The fabrication of metals has been carried out through different heat treatment processes. One of the most common heat treatment processes for metals is annealing. This heat treatment process heats and slowly cools metal to eradicate stress and makes it softer. Annealing likewise modifies the structure and ductility of the metal. Precipitation hardening, on the other hand, subjects the metal at elevated temperatures to increase its yield or even high-temperature strength.
Carburising is another heat treatment process that adds carbon to the surface of the metal by heating it below the melting point and exposing it with carbon-rich elements. This process helps the metal gain a harder surface and withstand abrasion. Quenching, alternatively, is a heat treatment process that cools the metal by immersing it into water or oil. This is done to fix the whole metal structure in a solidified state.
Protective Atmosphere Normalising
Another heat treatment process or technique that can be utilised by manufacturers would be a protective atmosphere normalising. The purpose of undergoing this heat treatment process is to refine the grain size of the metal and subsequently improve the uniformity of its microstructure. This process can also enhance the overall machinability of the metal.
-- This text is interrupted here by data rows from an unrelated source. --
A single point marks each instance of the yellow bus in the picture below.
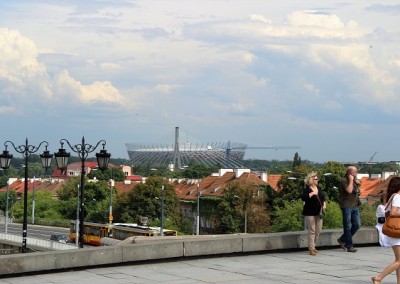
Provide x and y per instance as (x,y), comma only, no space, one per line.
(93,232)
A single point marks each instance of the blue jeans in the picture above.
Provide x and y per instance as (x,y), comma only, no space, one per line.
(351,224)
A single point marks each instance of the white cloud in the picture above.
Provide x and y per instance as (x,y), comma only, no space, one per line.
(23,76)
(260,18)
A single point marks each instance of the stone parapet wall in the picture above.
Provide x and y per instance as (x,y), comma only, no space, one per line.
(158,248)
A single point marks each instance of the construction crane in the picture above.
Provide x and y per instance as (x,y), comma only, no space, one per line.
(243,147)
(372,157)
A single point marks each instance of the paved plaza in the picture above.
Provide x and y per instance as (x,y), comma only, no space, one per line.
(331,265)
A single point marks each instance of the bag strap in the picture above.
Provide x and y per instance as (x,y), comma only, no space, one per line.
(319,200)
(390,201)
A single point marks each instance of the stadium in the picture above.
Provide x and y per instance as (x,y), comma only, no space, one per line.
(228,154)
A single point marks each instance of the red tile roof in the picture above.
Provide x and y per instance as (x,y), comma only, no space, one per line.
(368,185)
(273,180)
(211,185)
(19,185)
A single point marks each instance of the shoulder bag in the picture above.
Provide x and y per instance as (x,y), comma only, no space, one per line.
(321,211)
(391,227)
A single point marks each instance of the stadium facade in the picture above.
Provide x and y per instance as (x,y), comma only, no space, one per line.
(226,154)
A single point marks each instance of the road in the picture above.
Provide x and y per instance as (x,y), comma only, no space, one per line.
(34,231)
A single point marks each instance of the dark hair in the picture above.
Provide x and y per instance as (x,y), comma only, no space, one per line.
(383,197)
(393,187)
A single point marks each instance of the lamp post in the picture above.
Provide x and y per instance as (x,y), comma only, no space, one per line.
(162,204)
(198,205)
(25,150)
(162,208)
(77,218)
(83,151)
(7,197)
(33,201)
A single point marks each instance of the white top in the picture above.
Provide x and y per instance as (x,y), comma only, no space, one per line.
(380,211)
(396,203)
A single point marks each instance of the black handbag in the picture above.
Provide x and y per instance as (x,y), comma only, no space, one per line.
(321,213)
(381,220)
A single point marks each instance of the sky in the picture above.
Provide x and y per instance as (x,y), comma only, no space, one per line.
(323,76)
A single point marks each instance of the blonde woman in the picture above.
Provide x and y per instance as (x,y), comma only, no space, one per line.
(314,200)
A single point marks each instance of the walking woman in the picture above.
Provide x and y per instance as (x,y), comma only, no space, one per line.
(393,201)
(314,201)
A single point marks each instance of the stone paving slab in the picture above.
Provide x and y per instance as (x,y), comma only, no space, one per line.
(329,266)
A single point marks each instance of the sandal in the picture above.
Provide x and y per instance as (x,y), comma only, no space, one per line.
(375,281)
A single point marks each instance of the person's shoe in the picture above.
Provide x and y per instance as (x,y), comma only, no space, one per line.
(375,280)
(351,250)
(342,244)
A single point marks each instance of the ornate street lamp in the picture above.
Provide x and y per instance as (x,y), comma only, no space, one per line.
(83,151)
(25,150)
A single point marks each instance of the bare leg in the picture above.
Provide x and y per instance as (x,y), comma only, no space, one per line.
(395,265)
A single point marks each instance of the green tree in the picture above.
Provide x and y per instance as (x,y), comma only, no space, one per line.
(333,216)
(288,217)
(242,199)
(45,206)
(12,198)
(330,177)
(296,161)
(96,201)
(145,201)
(110,173)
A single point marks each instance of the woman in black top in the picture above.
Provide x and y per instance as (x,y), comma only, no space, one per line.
(314,201)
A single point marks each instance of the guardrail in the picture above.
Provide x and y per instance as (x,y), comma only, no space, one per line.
(35,243)
(145,249)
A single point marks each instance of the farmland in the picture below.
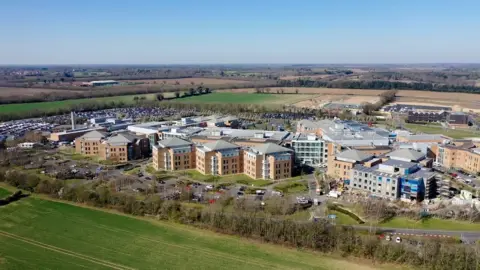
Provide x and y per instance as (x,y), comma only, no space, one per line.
(37,233)
(186,81)
(55,105)
(7,92)
(4,193)
(436,129)
(245,98)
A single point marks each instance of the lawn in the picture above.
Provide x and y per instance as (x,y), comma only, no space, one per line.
(42,234)
(55,105)
(431,224)
(292,187)
(4,193)
(437,129)
(235,178)
(244,98)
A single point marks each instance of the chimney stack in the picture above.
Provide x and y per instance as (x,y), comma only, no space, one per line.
(73,119)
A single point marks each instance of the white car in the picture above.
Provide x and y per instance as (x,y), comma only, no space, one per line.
(260,192)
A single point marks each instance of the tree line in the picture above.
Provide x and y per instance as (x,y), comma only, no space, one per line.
(65,93)
(318,236)
(380,85)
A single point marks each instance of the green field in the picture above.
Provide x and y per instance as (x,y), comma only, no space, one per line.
(437,129)
(41,234)
(55,105)
(4,193)
(245,98)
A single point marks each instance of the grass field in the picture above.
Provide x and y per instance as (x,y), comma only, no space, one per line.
(245,98)
(342,218)
(437,129)
(235,178)
(4,193)
(41,234)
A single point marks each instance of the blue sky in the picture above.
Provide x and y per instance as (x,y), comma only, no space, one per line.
(261,31)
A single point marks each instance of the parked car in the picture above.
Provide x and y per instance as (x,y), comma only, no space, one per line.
(260,192)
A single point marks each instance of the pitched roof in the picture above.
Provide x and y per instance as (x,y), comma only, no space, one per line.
(354,155)
(220,145)
(121,138)
(409,154)
(94,135)
(270,148)
(173,142)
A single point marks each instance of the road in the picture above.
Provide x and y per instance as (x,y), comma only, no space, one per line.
(466,236)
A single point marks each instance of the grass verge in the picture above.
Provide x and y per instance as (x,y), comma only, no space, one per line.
(65,236)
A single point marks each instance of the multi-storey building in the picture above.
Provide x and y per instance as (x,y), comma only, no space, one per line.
(90,143)
(123,147)
(309,149)
(173,154)
(120,147)
(219,158)
(465,157)
(341,164)
(268,161)
(394,179)
(423,116)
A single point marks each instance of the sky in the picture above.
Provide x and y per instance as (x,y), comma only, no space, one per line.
(226,32)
Protective atmosphere normalising is carried out by heating the metal under suitable temperature and subsequently still-air cooling it to eliminate the heat or thermal influence from hot rolling or forging. The metals under this process are typically heated about 37°C above the upper critical temperature, which is around 900°C. They are then held at the given temperature so that all their parts are evenly heated before cooling them in air.
Cold worked metals are expected to soften when normalised, while metals that have undergone annealing will become reinforced when subjected under this heat treatment process. The microstructure that is produced by this heat treatment process can be pearlite, pearlite in a ferrite matrix, or pearlite in a commentate matrix.
Materials that have been welded, segregated in castings, and forged can all utilise the refinements of protective atmosphere normalising, especially when it comes to their microstructure and grain size.